The quote of the moment comes from the France’s minister for European Affairs Nathalie Loiseau, who gave the following reason for why she has called her cat “Brexit”:
“He wakes me up every morning meowing to death because he wants to go out, then when I open the door he stays in the middle, undecided, and then gives me an evil look when I put him out.”
Latest Implied Odds From Betting Markets:
A new implied odd has been added to the below, which is the odds of the UK leaving the EU before the end of June.

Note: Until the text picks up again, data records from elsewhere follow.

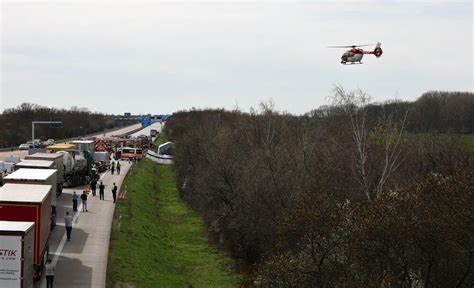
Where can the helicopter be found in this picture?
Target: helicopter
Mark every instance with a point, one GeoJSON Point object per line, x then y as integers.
{"type": "Point", "coordinates": [354, 56]}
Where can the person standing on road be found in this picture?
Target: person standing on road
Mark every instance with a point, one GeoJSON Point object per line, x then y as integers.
{"type": "Point", "coordinates": [101, 190]}
{"type": "Point", "coordinates": [118, 167]}
{"type": "Point", "coordinates": [75, 197]}
{"type": "Point", "coordinates": [49, 273]}
{"type": "Point", "coordinates": [112, 167]}
{"type": "Point", "coordinates": [84, 201]}
{"type": "Point", "coordinates": [68, 223]}
{"type": "Point", "coordinates": [93, 186]}
{"type": "Point", "coordinates": [114, 192]}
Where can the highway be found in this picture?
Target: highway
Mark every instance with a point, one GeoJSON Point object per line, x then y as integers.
{"type": "Point", "coordinates": [23, 153]}
{"type": "Point", "coordinates": [146, 130]}
{"type": "Point", "coordinates": [82, 262]}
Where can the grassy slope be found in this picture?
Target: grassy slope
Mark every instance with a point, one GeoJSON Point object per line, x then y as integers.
{"type": "Point", "coordinates": [157, 241]}
{"type": "Point", "coordinates": [469, 140]}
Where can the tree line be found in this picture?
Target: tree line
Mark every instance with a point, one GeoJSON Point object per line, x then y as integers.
{"type": "Point", "coordinates": [353, 194]}
{"type": "Point", "coordinates": [16, 123]}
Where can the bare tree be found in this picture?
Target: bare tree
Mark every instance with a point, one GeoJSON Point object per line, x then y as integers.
{"type": "Point", "coordinates": [389, 137]}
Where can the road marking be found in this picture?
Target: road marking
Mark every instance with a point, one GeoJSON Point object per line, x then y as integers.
{"type": "Point", "coordinates": [60, 247]}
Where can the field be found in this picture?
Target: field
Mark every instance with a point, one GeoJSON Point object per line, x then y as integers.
{"type": "Point", "coordinates": [469, 140]}
{"type": "Point", "coordinates": [157, 241]}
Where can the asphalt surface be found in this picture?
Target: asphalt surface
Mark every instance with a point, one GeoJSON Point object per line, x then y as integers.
{"type": "Point", "coordinates": [23, 153]}
{"type": "Point", "coordinates": [82, 262]}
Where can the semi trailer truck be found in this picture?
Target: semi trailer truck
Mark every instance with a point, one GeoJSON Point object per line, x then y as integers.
{"type": "Point", "coordinates": [58, 164]}
{"type": "Point", "coordinates": [17, 239]}
{"type": "Point", "coordinates": [37, 176]}
{"type": "Point", "coordinates": [30, 203]}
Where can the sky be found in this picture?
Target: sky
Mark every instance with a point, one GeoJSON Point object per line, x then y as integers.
{"type": "Point", "coordinates": [161, 57]}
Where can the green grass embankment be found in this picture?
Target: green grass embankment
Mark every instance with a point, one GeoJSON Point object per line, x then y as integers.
{"type": "Point", "coordinates": [157, 241]}
{"type": "Point", "coordinates": [469, 140]}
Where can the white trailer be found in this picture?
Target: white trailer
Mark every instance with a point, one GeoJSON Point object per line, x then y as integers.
{"type": "Point", "coordinates": [17, 241]}
{"type": "Point", "coordinates": [58, 165]}
{"type": "Point", "coordinates": [35, 164]}
{"type": "Point", "coordinates": [81, 145]}
{"type": "Point", "coordinates": [37, 176]}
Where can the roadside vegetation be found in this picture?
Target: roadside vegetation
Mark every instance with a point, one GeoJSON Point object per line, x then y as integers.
{"type": "Point", "coordinates": [354, 194]}
{"type": "Point", "coordinates": [469, 140]}
{"type": "Point", "coordinates": [157, 241]}
{"type": "Point", "coordinates": [16, 123]}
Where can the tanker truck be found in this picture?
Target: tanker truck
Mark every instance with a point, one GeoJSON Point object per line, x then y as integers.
{"type": "Point", "coordinates": [77, 165]}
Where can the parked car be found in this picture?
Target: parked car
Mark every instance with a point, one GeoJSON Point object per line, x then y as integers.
{"type": "Point", "coordinates": [26, 146]}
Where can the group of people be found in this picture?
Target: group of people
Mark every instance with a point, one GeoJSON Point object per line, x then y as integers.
{"type": "Point", "coordinates": [114, 166]}
{"type": "Point", "coordinates": [84, 196]}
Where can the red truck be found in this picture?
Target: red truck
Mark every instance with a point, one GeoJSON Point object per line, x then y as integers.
{"type": "Point", "coordinates": [16, 253]}
{"type": "Point", "coordinates": [30, 203]}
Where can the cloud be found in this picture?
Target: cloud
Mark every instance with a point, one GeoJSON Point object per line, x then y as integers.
{"type": "Point", "coordinates": [179, 55]}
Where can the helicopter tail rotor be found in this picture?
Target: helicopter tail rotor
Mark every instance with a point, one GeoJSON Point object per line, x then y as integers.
{"type": "Point", "coordinates": [378, 50]}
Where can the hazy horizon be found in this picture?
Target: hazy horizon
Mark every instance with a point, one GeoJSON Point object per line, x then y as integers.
{"type": "Point", "coordinates": [157, 58]}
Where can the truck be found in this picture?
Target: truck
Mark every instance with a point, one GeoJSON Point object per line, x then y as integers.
{"type": "Point", "coordinates": [30, 203]}
{"type": "Point", "coordinates": [17, 240]}
{"type": "Point", "coordinates": [77, 165]}
{"type": "Point", "coordinates": [37, 176]}
{"type": "Point", "coordinates": [58, 165]}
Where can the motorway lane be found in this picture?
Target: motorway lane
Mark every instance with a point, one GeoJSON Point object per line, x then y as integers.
{"type": "Point", "coordinates": [146, 130]}
{"type": "Point", "coordinates": [82, 262]}
{"type": "Point", "coordinates": [23, 153]}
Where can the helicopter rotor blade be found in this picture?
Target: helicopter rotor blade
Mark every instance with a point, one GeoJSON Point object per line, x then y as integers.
{"type": "Point", "coordinates": [350, 46]}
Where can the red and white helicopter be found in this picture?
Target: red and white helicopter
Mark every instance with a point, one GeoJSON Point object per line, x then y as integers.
{"type": "Point", "coordinates": [354, 56]}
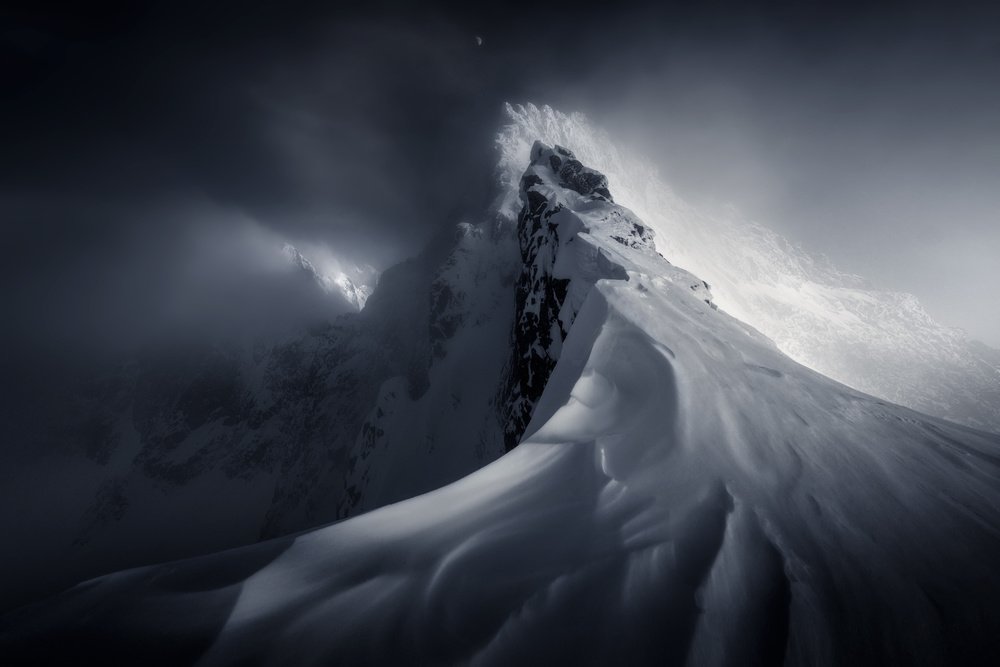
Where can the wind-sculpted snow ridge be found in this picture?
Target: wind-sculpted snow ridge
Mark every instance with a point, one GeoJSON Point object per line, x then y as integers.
{"type": "Point", "coordinates": [562, 199]}
{"type": "Point", "coordinates": [877, 341]}
{"type": "Point", "coordinates": [354, 285]}
{"type": "Point", "coordinates": [684, 494]}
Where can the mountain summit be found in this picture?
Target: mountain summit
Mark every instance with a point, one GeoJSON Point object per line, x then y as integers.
{"type": "Point", "coordinates": [682, 491]}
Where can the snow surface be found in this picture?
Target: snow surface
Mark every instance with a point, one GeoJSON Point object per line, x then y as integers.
{"type": "Point", "coordinates": [685, 494]}
{"type": "Point", "coordinates": [878, 341]}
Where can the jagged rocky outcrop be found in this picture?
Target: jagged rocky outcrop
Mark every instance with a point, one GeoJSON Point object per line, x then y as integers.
{"type": "Point", "coordinates": [875, 340]}
{"type": "Point", "coordinates": [560, 198]}
{"type": "Point", "coordinates": [684, 494]}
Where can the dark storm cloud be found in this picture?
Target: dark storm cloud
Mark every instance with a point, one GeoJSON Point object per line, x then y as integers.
{"type": "Point", "coordinates": [145, 138]}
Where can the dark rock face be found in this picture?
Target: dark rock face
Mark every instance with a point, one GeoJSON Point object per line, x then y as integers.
{"type": "Point", "coordinates": [544, 314]}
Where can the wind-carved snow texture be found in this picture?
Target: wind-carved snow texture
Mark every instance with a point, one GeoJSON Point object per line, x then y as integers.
{"type": "Point", "coordinates": [878, 341]}
{"type": "Point", "coordinates": [684, 494]}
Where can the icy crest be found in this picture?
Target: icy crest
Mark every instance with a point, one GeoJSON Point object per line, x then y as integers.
{"type": "Point", "coordinates": [684, 494]}
{"type": "Point", "coordinates": [878, 341]}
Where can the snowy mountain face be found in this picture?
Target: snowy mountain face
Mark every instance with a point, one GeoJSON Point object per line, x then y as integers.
{"type": "Point", "coordinates": [877, 341]}
{"type": "Point", "coordinates": [683, 493]}
{"type": "Point", "coordinates": [289, 432]}
{"type": "Point", "coordinates": [354, 285]}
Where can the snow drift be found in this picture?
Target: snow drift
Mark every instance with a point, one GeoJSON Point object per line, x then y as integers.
{"type": "Point", "coordinates": [684, 494]}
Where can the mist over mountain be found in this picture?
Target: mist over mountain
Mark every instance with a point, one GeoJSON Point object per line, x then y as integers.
{"type": "Point", "coordinates": [499, 333]}
{"type": "Point", "coordinates": [675, 488]}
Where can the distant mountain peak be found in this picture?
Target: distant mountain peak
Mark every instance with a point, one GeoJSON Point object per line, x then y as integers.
{"type": "Point", "coordinates": [355, 284]}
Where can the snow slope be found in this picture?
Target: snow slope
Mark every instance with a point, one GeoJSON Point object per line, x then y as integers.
{"type": "Point", "coordinates": [684, 494]}
{"type": "Point", "coordinates": [877, 341]}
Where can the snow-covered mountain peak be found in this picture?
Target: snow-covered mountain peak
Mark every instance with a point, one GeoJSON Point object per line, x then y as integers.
{"type": "Point", "coordinates": [683, 494]}
{"type": "Point", "coordinates": [879, 341]}
{"type": "Point", "coordinates": [354, 284]}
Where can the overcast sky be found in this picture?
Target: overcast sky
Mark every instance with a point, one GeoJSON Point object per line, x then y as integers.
{"type": "Point", "coordinates": [154, 153]}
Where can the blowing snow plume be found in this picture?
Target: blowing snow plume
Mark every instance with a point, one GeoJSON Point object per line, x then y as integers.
{"type": "Point", "coordinates": [684, 494]}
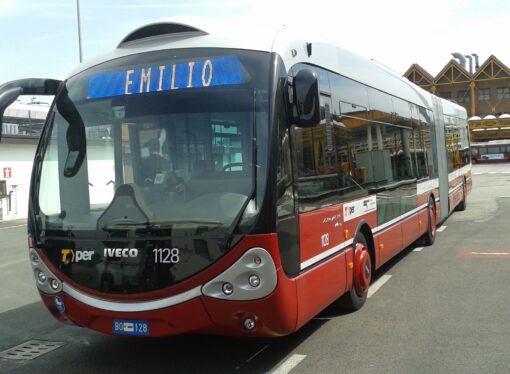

Figure 1. Implied Probabilities of Brexit Outcomes
Source: Man FRM; As of 28 March Man FRM calculates the implied probabilities of Brexit outcomes using prevailing odds as priced by UK bookmakers, which are collated on a daily basis. The graph presents the implied probabilities of Brexit outcomes averaged across all UK bookmakers for which data is available, over time. This data analysis is based upon information obtained from third-party sources not affiliated with Man FRM. Man FRM cannot guarantee the accuracy of this data and it should not be relied upon by investors.
What Happened Recently?
- The intention had been for May to put her deal forward for a third “meaningful vote” in the week preceding the EU Summit of 20-21 March. There had already been implications that the deal would not be put for a vote, with speculation that post the EU summit, May’s threats of a long extension without her deal would have more weight behind them. The final nail in the coffin was when the Speaker of the House of Commons John Bercow ruled (based on a historical precedent from 1604) that there would need to be changes to the deal before another vote – the rule states that the same motion cannot be voted on more than twice in the same parliamentary session.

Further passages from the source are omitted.